THE Lloyd’s of London insurance market has revealed that record claims from disasters including the Chilean earthquake and US oil spill have halved its profits, and says it has seen no respite from a steady decline in prices.
Lloyd’s, which traces its origins back 322 years to a London coffee house where wealthy merchants insured ships, yesterday posted a pre-tax profit of £628 million (€ 734.3m) for the first half of 2010, down from £1.32 billion a year earlier.
Lloyd’s, a cluster of competing insurance syndicates which specialise in covering large-scale risks, said it had to absorb more claims in the first half than in any other six-month period. The market was also hit by a 15% drop in investment returns as it switched to safe low-yielding assets in the face of volatile financial markets. Property and casualty insurers worldwide have reported bumper claims in the first half of the year, with reinsurer Munich Re estimating total insured losses over the period at $70 billion, exceeding the total for all of 2009.

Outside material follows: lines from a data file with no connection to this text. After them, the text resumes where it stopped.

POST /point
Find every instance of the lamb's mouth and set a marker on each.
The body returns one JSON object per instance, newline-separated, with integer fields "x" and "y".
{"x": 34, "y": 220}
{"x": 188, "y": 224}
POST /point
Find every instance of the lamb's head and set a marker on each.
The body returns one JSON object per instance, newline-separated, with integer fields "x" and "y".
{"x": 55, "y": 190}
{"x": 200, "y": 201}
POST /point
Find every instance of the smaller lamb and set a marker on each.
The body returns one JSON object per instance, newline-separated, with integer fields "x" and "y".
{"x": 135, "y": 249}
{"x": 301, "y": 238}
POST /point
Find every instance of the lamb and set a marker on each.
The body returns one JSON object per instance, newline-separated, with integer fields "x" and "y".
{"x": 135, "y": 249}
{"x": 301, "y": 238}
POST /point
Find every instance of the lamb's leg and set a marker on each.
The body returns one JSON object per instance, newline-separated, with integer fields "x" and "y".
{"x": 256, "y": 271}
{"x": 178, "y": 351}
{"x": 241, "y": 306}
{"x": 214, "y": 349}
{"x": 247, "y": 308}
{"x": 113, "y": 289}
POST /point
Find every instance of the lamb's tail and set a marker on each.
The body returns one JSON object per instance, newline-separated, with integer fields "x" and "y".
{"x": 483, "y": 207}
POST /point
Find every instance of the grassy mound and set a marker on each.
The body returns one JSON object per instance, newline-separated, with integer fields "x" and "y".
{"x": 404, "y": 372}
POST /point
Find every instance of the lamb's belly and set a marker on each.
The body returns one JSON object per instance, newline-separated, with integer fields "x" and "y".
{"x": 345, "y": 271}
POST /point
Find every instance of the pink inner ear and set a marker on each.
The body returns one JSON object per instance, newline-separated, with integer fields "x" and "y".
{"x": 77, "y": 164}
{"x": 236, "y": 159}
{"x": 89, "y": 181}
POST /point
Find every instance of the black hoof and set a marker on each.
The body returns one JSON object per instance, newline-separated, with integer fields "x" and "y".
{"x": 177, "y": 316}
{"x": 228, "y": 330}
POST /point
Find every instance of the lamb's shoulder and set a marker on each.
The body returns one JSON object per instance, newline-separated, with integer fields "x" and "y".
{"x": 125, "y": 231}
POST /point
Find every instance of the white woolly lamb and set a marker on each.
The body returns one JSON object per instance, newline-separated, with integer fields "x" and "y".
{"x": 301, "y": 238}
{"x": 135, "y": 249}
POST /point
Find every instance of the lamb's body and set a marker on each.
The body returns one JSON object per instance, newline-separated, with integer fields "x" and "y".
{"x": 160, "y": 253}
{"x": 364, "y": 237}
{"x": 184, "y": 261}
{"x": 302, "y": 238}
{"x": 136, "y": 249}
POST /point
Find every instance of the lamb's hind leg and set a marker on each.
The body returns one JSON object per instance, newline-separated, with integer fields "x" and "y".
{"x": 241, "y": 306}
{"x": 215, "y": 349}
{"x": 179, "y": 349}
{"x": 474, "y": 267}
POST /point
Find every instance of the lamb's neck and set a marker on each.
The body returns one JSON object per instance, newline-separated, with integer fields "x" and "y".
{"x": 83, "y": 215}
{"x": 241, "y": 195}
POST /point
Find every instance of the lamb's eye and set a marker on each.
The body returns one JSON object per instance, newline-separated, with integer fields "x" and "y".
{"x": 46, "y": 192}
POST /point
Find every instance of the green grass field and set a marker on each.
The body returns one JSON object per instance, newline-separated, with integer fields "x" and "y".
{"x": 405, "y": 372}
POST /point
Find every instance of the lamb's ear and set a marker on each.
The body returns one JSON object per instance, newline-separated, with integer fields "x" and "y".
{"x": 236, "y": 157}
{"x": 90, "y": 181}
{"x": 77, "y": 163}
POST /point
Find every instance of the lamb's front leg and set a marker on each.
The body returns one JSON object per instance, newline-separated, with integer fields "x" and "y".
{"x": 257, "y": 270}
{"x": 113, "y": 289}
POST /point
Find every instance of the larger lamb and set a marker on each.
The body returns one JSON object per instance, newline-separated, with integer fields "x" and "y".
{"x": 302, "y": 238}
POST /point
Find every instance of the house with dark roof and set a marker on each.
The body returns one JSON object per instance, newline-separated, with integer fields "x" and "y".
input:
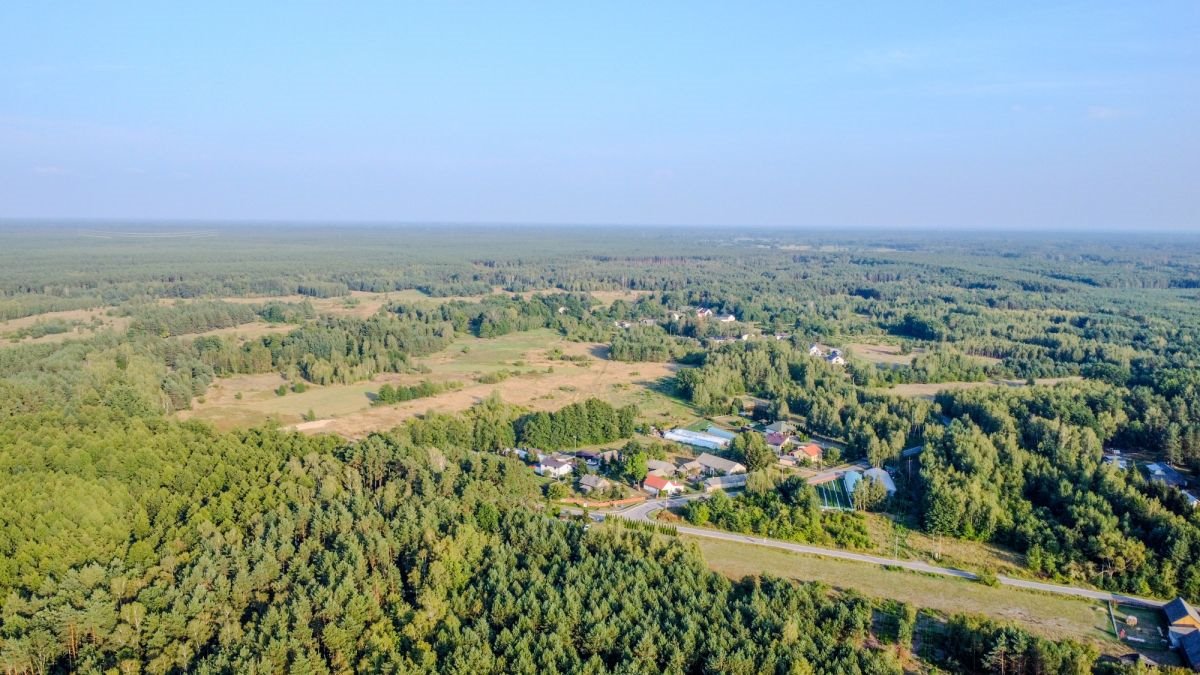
{"x": 1180, "y": 614}
{"x": 1183, "y": 631}
{"x": 1189, "y": 649}
{"x": 553, "y": 467}
{"x": 811, "y": 452}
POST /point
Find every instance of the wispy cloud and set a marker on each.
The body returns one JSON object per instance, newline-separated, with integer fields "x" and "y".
{"x": 1107, "y": 113}
{"x": 888, "y": 59}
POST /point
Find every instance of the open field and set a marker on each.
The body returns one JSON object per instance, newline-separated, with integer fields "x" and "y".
{"x": 891, "y": 354}
{"x": 882, "y": 353}
{"x": 245, "y": 332}
{"x": 346, "y": 408}
{"x": 79, "y": 322}
{"x": 929, "y": 390}
{"x": 915, "y": 544}
{"x": 1051, "y": 616}
{"x": 610, "y": 297}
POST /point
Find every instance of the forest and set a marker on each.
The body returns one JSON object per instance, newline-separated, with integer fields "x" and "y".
{"x": 133, "y": 541}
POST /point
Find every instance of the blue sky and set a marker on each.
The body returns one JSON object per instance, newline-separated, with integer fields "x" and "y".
{"x": 891, "y": 114}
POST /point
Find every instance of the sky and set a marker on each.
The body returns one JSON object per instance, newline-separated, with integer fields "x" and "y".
{"x": 1006, "y": 114}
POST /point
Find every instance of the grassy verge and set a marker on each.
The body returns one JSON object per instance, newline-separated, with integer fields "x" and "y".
{"x": 1051, "y": 616}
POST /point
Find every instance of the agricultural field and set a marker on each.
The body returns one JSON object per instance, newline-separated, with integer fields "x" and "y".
{"x": 537, "y": 382}
{"x": 928, "y": 390}
{"x": 1051, "y": 616}
{"x": 57, "y": 327}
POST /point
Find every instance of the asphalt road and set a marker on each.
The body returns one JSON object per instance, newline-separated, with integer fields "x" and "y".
{"x": 643, "y": 511}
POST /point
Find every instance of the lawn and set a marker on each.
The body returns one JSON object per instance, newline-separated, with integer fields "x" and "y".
{"x": 833, "y": 495}
{"x": 1053, "y": 616}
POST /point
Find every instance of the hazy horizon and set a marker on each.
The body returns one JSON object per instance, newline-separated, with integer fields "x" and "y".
{"x": 1018, "y": 117}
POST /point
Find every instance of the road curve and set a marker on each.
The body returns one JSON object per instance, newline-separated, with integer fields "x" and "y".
{"x": 643, "y": 511}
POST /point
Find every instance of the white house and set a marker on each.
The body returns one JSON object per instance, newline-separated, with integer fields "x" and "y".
{"x": 553, "y": 467}
{"x": 713, "y": 465}
{"x": 882, "y": 477}
{"x": 659, "y": 467}
{"x": 660, "y": 487}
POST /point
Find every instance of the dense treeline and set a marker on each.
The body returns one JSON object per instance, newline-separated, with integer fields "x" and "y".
{"x": 210, "y": 315}
{"x": 274, "y": 551}
{"x": 875, "y": 426}
{"x": 1024, "y": 467}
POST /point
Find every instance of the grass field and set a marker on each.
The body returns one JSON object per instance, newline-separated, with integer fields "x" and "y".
{"x": 833, "y": 495}
{"x": 1051, "y": 616}
{"x": 909, "y": 543}
{"x": 881, "y": 353}
{"x": 82, "y": 323}
{"x": 540, "y": 383}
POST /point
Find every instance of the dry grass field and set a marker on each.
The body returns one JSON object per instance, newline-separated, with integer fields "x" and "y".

Insurers have had to pick up the bill for heavy storms in Europe and Australia as well as the Chilean earthquake and Gulf of Mexico oil spill, while some Lloyd’s insurers have been hit by a sharp rise in British motor insurance claims. The industry is also struggling with falling prices amid intense competition between insurers holding abundant supplies of capital after a low volume of claims in 2009.
Lloyd’s finance director Luke Savage said prices looked set to keep falling, and most of the syndicates operating in the market would probably respond by writing less business next year.